In 2010, Pulitzer Prize–winning former Los Angeles Times correspondent Siegel (English/Univ. of California, Irvine; Claim of Privilege: A Mysterious Plane Crash, a Landmark Supreme Court Case, and the Rise of State Secrets, 2008, etc.) became intrigued by “a scattering of news accounts” about the murder conviction of Bill Macumber, who remains in an Arizona prison, perhaps completely innocent of the double murder but never exonerated despite two jury trials and various post-conviction appeals. Maricopa County law enforcement agencies failed to solve the seemingly senseless murder of a young engaged couple. A career criminal with a history of violence named Ernesto Valenzuela confessed to murdering the lovers to two different lawyers representing him, and the lawyers believed him. But police never arrested Valenzuela for the crime, and prosecutors never charged him. Valenzuela died in 1973. The next year, Macumber's wife, Carol Kempfert told police and prosecutors that her husband had spontaneously confessed to the crime. Kempfert, who had been working toward a divorce and custody of the couple’s sons, was employed in a local law enforcement agency, establishing credibility with her co-workers. Siegel presents evidence that she had been carrying on sexual liaisons with multiple police officers, evidence denied by Kempfert. Whatever the reality, her account trumped that of her husband.
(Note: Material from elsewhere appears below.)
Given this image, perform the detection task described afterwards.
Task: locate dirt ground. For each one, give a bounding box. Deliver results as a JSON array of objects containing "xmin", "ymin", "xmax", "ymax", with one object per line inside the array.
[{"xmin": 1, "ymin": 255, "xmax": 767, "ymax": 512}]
He was arrested, and forensic examination of the murdered couple's car supposedly yielded a palm print matched to Macumber's palm. After a jury convicted him, he won a new trial on appeal and then lost again. Siegel explores the law school–based innocence project that served as Macumber's investigative team, which helped persuade an Arizona clemency board to release Macumber from prison in 2009. However, Gov. Jan Brewer refused to accept the unanimous recommendation.
A fascinating, convoluted murder mystery demonstrating that the law should never be confused with common sense.